Logo : Sénat français

commission des lois

Projet de loi

Rétablir la confiance dans l'action publique (PJL)

(1ère lecture)

(n° 581 )

N° COM-33

30 juin 2017


 

AMENDEMENT

présenté par

Irrecevable art. 45, al. 1 C (cavalier)

M. KALTENBACH


ARTICLE ADDITIONNEL APRÈS ARTICLE 14


Après l'article 14

Insérer un article additionnel ainsi rédigé :

Le paragraphe 2 de la section 2 du chapitre II du titre III du livre IV du code pénal est complété par un article 432-7-1 ainsi rédigé :

 

« Art. 432-7-1 – Est puni des peines prévues à l’article 432-7 le fait pour une personne dépositaire de l’autorité publique ou chargée d’une mission de service public d’exercer un des droits de préemption définis par le code de l’urbanisme afin d’empêcher l’acquisition par une personne physique ou morale d’un des biens ou droits énumérés aux 1° à 3° de l’article L. 213-1 du même code en raison de l’un des motifs de discrimination visés aux articles 225-1 et 225-1-1 du présent code. »

 

Objet

Le rétablissement de la confiance des citoyens dans l'action publique passe notamment par l’impartialité des élus.
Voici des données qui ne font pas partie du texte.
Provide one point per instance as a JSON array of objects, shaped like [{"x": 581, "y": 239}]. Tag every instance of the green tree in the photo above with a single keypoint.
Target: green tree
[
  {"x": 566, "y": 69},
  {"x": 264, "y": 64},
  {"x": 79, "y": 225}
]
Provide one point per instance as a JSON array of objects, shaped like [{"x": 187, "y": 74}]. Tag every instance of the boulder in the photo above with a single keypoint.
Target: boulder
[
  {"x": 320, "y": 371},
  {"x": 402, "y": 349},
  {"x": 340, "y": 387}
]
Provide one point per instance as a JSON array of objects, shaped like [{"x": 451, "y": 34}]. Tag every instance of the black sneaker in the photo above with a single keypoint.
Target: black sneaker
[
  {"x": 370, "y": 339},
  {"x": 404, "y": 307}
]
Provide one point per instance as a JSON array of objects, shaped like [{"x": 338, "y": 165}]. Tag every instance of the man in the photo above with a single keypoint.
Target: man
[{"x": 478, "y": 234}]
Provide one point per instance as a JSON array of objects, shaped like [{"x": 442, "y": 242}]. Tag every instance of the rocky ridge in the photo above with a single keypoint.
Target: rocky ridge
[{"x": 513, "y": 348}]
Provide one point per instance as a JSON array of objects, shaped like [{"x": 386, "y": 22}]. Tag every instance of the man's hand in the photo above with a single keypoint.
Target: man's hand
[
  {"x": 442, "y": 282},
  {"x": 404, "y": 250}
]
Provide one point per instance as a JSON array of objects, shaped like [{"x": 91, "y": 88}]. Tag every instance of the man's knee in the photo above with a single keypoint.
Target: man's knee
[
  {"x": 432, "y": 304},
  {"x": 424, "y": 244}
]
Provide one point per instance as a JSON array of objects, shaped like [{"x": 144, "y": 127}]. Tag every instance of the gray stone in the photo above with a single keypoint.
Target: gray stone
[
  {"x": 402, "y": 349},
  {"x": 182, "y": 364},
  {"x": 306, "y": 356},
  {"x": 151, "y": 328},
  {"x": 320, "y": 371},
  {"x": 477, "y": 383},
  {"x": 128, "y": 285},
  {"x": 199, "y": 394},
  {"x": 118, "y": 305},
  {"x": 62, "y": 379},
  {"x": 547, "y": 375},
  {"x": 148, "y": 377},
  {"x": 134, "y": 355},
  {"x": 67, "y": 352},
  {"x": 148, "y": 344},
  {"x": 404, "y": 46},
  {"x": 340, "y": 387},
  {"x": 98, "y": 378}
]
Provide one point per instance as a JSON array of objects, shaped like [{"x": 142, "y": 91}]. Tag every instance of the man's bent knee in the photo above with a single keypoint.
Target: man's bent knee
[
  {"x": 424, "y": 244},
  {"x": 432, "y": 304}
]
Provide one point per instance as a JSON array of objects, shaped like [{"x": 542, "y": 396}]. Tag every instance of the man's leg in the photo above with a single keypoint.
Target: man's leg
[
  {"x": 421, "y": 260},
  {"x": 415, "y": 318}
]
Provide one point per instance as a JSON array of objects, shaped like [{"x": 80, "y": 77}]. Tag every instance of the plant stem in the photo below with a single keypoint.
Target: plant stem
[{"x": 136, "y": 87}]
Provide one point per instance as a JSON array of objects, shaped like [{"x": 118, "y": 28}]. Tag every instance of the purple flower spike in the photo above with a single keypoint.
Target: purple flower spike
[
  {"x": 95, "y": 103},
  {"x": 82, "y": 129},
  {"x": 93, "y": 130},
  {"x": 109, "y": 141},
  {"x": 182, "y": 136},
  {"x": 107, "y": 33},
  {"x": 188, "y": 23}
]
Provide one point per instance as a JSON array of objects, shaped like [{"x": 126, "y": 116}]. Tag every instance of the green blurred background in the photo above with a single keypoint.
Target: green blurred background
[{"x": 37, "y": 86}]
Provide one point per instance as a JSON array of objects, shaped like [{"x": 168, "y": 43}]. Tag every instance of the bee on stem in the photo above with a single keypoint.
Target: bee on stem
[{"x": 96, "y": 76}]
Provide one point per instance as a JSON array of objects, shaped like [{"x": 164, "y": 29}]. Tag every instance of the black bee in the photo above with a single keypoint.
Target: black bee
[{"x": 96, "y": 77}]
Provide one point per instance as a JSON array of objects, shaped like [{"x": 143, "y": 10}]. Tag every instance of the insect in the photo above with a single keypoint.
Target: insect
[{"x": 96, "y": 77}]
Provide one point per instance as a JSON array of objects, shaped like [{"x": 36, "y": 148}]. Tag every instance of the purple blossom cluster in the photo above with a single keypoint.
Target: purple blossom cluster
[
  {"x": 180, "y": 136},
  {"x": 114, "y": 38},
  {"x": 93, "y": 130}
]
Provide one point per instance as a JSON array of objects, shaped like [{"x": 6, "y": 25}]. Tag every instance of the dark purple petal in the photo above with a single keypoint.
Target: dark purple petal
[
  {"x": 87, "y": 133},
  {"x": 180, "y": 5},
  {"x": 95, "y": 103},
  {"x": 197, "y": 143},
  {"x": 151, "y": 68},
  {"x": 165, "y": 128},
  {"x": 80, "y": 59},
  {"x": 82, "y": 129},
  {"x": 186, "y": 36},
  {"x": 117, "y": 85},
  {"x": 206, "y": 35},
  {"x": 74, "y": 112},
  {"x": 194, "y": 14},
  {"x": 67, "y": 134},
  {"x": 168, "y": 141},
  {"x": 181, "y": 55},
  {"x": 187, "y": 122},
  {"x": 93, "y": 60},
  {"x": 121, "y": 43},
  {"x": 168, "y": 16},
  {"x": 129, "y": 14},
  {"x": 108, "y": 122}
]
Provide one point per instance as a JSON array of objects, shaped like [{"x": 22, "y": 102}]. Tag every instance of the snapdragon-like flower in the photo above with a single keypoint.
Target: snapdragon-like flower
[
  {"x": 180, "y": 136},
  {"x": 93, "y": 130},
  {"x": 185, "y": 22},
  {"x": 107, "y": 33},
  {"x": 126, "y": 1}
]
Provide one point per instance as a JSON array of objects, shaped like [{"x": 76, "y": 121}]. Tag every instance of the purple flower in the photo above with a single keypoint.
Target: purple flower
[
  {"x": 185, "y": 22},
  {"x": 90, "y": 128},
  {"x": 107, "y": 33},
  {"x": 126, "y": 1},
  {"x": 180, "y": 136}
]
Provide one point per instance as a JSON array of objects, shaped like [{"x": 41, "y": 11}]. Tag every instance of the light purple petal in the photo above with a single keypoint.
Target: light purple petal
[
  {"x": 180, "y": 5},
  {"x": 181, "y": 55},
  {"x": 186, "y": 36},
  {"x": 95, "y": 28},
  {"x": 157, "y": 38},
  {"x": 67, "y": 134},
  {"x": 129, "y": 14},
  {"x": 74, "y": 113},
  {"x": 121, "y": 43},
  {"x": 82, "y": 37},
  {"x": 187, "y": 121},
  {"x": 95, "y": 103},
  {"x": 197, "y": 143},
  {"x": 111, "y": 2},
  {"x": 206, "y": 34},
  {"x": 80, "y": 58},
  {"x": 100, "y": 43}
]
Cette qualité suppose, en particulier, de ne pas mettre à profit les prérogatives que la loi leur attribue pour agir de façon discriminatoire.

 

Or, certains maires ont utilisé le droit de préemption pour s’opposer à ce que des personnes d’origine étrangère achètent un bien immobilier dans leur commune.

 

Poursuivis en justice à l’initiative d’une association antiraciste, ils ont bénéficié d’une impunité tirée de ce que l’article 432-7 du code pénal, qui prohibe les discriminations commises par une personne dépositaire de l’autorité publique ou chargée d’une mission de service public, ne sanctionne pas expressément l’usage discriminatoire du droit de préemption.

 

Ainsi, alors même que, suivant les dispositions de l’article 1583 du code civil, l’accord du vendeur et de l’acheteur sur la chose et sur le prix suffit à former la vente, de sorte que l’exercice a posteriori du droit de préemption prive l’acheteur du bénéfice du droit de propriété ainsi acquis, la chambre criminelle de la Cour de cassation a jugé que « l’exercice d’un droit de préemption, fût-il abusif, ne saurait constituer le refus du bénéfice d’un droit accordé par la loi au sens de l’article 432-7 du code pénal » (Cass. crim., 17 juin 2008, n°07-81.666 et Cass. crim., 21 juin 2011, n° 10-85.641).

 

Autrement dit, en l’état actuel des dispositions du code pénal, l’exercice du droit de préemption, même abusif car non justifié par l’intérêt général mais reposant sur une volonté de discrimination, ne constitue pas un acte discriminatoire répréhensible.

 

L’amendement propose d’appliquer concrètement la proposition n° 4 issue du rapport d’information n° 94 du 12 novembre 2014 de Madame Esther Benbassa et Monsieur Jean-René Lecerf relatif à la lutte contre les discriminations. Le rapport préconise en effet d’introduire dans le code pénal une disposition incriminant l’usage abusif du droit de préemption à des fins discriminatoires.

 

Il est ainsi prévu d’introduire, à cette fin, un article 432-7-1 dans le code pénal, faisant suite à l’actuel article 432-7 qui sanctionne le délit de discrimination commis par une personne exerçant une fonction publique. Désormais, le fait pour une personne dépositaire de l’autorité publique ou chargée d’une mission de service public d’exercer un droit de préemption afin d’empêcher une personne de se porter acquéreur en raison de l’un des motifs de discrimination visés aux articles 225-1 et 225-1-1 du code pénal serait puni de cinq ans d’emprisonnement et de 75.000 euros d’amende.

 

L’amendement proposé vise donc à combler une lacune du droit en matière de discrimination pour que soient punis pénalement les abus du droit de préemption fondés notamment sur l’appartenance ou de la non-appartenance, vraie ou supposée, à une ethnie, une nation, une race ou une religion déterminée ou l’orientation ou l’identité sexuelle.